12:00 PM - 12:10 PM Welcome
12:10 PM - 1:00 PM Invited speaker: Dr. Federico Tombari
- 3D Object Understanding with Less Annotation
1:00 PM - 1:50 PM P1 - Paper session 1
- 1:00 - 1:10 Towards generalization of Human Pose estimation in the wild. [Presentation]
- 1:10 - 1:30 A novel joint points and silhouette-based method to estimate 3D human pose and shape. [Presentation]
- 1:30 - 1:50 3D Human Pose Estimation based on Multi-Input Multi-Output CNN and Event Cameras: proof of concept on the DHP19 dataset. [Presentation]
1:50 PM - 2:00 PM Break
2:00 PM - 3:00 PM P2 - Paper Session 2:
- 2:00 - 2:20 Image-based Out-of-Distribution-Detector Principles on Graph-based Input Data in Human Action Recognition. [Presentation]
- 2:20 - 2:40 Pose Based Trajectory Forecast of Vulnerable Road Users Using Recurrent Neural Networks. [Presentation]
- 2:40 - 2:50 Space-Time Triplet Loss Network for Dynamic 3D Face Verification. [Presentation]
- 2:50 - 3:00 Subject Identification Across large expression variations using 3D facial landmarks. [Presentation]

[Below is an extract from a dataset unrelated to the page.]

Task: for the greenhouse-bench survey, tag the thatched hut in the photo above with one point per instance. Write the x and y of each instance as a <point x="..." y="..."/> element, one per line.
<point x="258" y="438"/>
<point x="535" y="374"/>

3:00 PM - 3:50 PM Invited Speaker 2: Prof. Anup Basu
- Perceptually Guided transmission of 3D Humans
3:50 PM - 4:00 PM Closing
Federico Tombari
Abstract: 3D object understanding encompasses technique to reason about 3D shapes from images or 3D data. Common tasks are object classification, pose estimation and shape reconstruction/completion, which are now commonly tackled via deep learning. One limiting aspect is the need for extensive annotations required for training purposes, which are particularly hard to obtain especially in 3D. In this talk I will present some recent directions in 3D object understanding with a particular focus on requiring less annotations. The talk is divided into two main parts. In the first part, I will focus on learning feature embeddings from point cloud data. I will present a recent approach for learning informative embeddings for 3D object classification and completion, named SoftPoolNet. In a different work focused on point cloud classification and pose estimation based on 3D capsules, I will show how embedding particular properties such as rotation invariance can soften the data requirements at training time. The second part will explore recent trends for 6D object pose estimation in clutter. I will illustrate how self-supervised learning can be used to relax the need for annotated data, improving 6D pose estimation by leveraging unlabeled data at inference time.
Anup Basu
Abstract: Perceptual and biological motivation can help develop better and more robust image processing and computer vision algorithms. More specifically this can help in robust multi-camera motion estimation, active camera calibration, foveated image/video/3D compression, and the role of spatially varying sensing in 3D perception and depth reconstruction. Perceptual factors can also guide us to better compression and transmission of 3D Humans. For example, Motion Capture (MoCap) data for humans can be optimally compressed considering the bone lengths relative to motion and joints in contact with a surface; packet loss during mesh transmission can be better protected against with stripification and interleaving; a 4D hierarchical time series and Just Noticeable Distance (JND) can support fast and interactive visualization of dynamic point clouds of human models; and even loss in MoCap packets can be addressed using an interleaved LPDC algorithm.